А Саша смотрел на Генриха и видел того насквозь. Видел, как дуется, кусает губы от обиды мальчишка. Мальчишка, совсем мальчишка — Мишка, брат Саши, был бы таким же, если б дожил. Такой же яркий, талантливый. Английский учил, ходил в радиокружок во Дворце Пионеров. Саша вспомнил, как в январе 45-го после госпиталя вернулся в Киев. Он шел по Куреневке уверенной походкой и выпавший за ночь снег поскрипывал в такт новеньким хромовым сапогам. В новеньком полушубке, с тяжелым вещмешком за плечами, Саша приехал домой с подарками. Старшина, орденоносец, разведчик, он по пути в Киев мечтал, как постучится в знакомую дверь с облупившейся зеленой краской и табличкой. Табличку с надписью «семья Лурье» Саша собственноручно сделал в детстве, когда увлекался выжиганием. Он представлял, как зайдет в комнату, как обнимет маму, свою любимую маму. Как мама, украдкой вытирая слезу на морщинистой и такой родной щеке, будет хлопотать, собирая на стол. А он, чинно поздоровавшись с отцом, сядет за стол, закурит лен-лизовскую американскую сигарету, в первый раз не опасаясь получить за это по шее. И будет допоздна рассказывать о том, где побывал, что видел, как отступал в 42-м в излучине Дона и как мерз в Сталинграде. Как Мишка с завистью будет смотреть на орден Славы, медаль «За отвагу» и две нашивки за тяжелые ранения. Но вышло иначе…
— А мы и не ссоримся, — Саша усилием воли расслабил окаменевшие мышцы лица. Действительно, что это он с детьми воюет. — Я пас.
— Да, у каждого своя история, — Давид повел плечами, точно ему вдруг стало зябко. Кадык с торчащим пучком волос дернулся. — Но не каждая история стоит того, чтобы ее рассказывать. Некоторых вещей лучше не касаться, оставить их, как есть. Вист.
— Грехи наши тяжкие. Как отмаливать будем? — Саша бросил карты и встал. — Ладно, мне что-то расхотелось играть.

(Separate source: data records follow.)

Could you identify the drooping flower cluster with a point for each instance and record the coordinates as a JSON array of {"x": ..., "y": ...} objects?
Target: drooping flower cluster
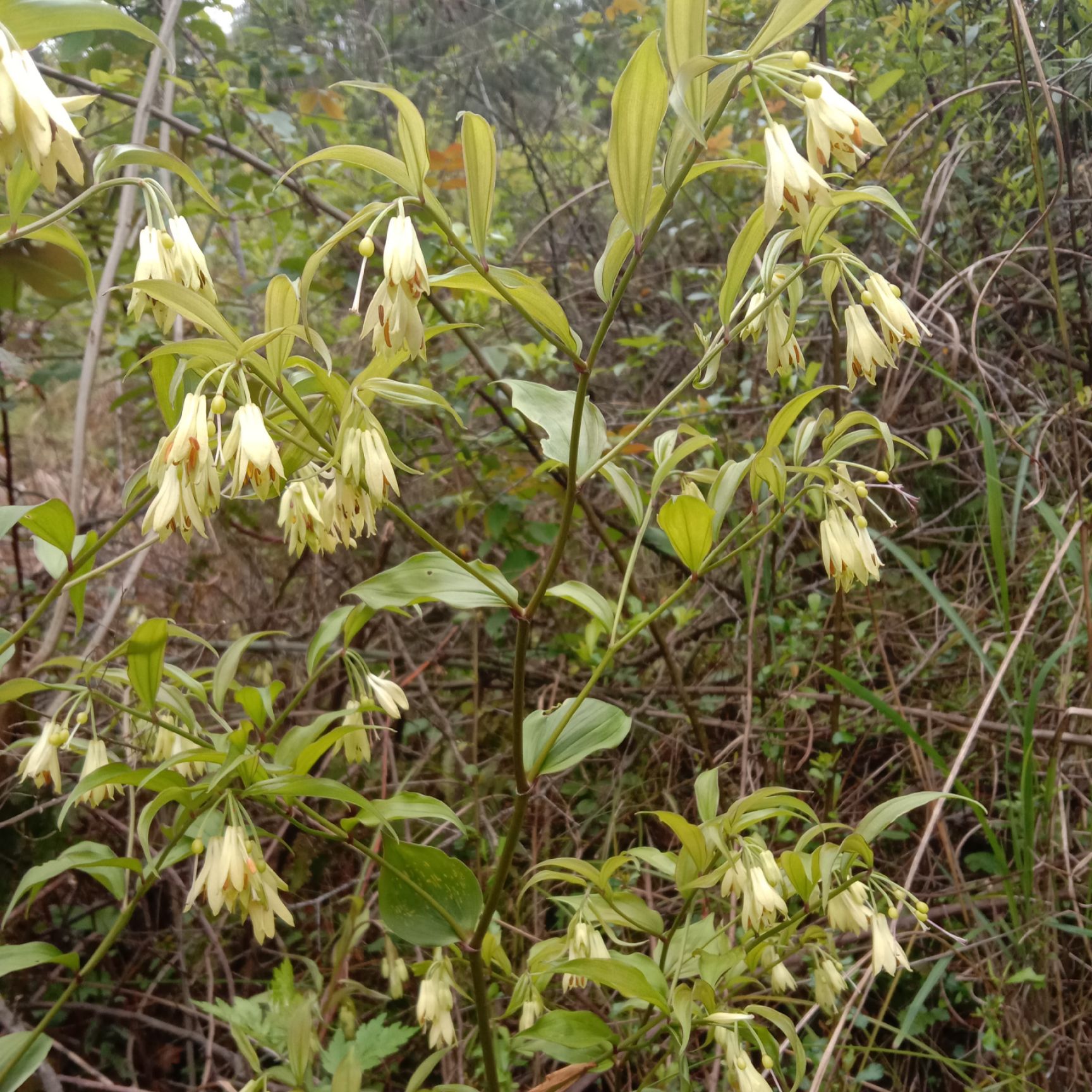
[
  {"x": 583, "y": 942},
  {"x": 791, "y": 181},
  {"x": 837, "y": 129},
  {"x": 737, "y": 1060},
  {"x": 231, "y": 877},
  {"x": 849, "y": 553},
  {"x": 42, "y": 763},
  {"x": 171, "y": 255},
  {"x": 320, "y": 510},
  {"x": 33, "y": 120},
  {"x": 250, "y": 451},
  {"x": 393, "y": 968},
  {"x": 392, "y": 317},
  {"x": 95, "y": 759},
  {"x": 436, "y": 1000},
  {"x": 756, "y": 878},
  {"x": 853, "y": 911},
  {"x": 783, "y": 354},
  {"x": 830, "y": 984},
  {"x": 185, "y": 473}
]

После обеда допишем пулю.
Он ушел с палубы в музыкальный салон, забрался на свои нары и собрался вздремнуть. Но только он сомкнул глаза, как прибежал Генрих и стал нещадно его теребить.
— Саша, вставай! Идем скорее! Там на палубе! — Генрих частил, срываясь на крик.
— Что такое? — Саша сел и принялся вытряхивать из волос солому.
— Они его убьют! — вскрикнул Генрих, увидев, что Саша неторопливо приводит себя в порядок. Солома лезла из дырок в тюфяке. Стоило человеку прилечь, как он оказывался с ног до головы покрыт соломенной трухой.
— Убьют? Кого? — не понял Саша.
— Да капо этого! Там какая-то баба узнала лагерного капо и как закричит! Народ собрался, бьют его. Как бы за борт не выкинули! — объяснил Генрих.
— А нам-то что до этого? — зевнул Саша. — Подумаешь…
— Но так же нельзя, — из Генриха точно выпустили воздух. Он посмотрел на Сашу глазами застигнутого над лужицей щенка. — Это дикость! Варварство! Мы же евреи, Саша, так нельзя!
— М-да, а ведь верно, — задумчиво протянул Саша и, приняв решение, встал: — Ладно, пошли.
На баке, под рубкой, плотным кольцом стояли люди. Казалось, что все разговаривают одновременно. Разобрать в общем гаме хоть что-то Саша не смог. Таща за собой Генриха, он вломился в толпу. Расталкивая, награждая затрещинами, протискиваясь. С трудом пробравшись сквозь толпу, Саша увидел, что у рубки, прижавшись спиной к переборке, стоит человек. Человек смотрел исподлобья взглядом затравленного зверька. Он был весь растрепан, рубашка свисала клочьями, а под глазом наливался свежий синяк. Перед ним бесновалась — другого слова не подобрать, какая-то женщина. Она то отворачивалась, раскачиваясь и открывая рот, то что-то бессвязно крича, принималась наскакивать на прижавшегося к стенке. Генрих заметил, что волосы у женщины давно не мыты, а за ушами чернеет грязь.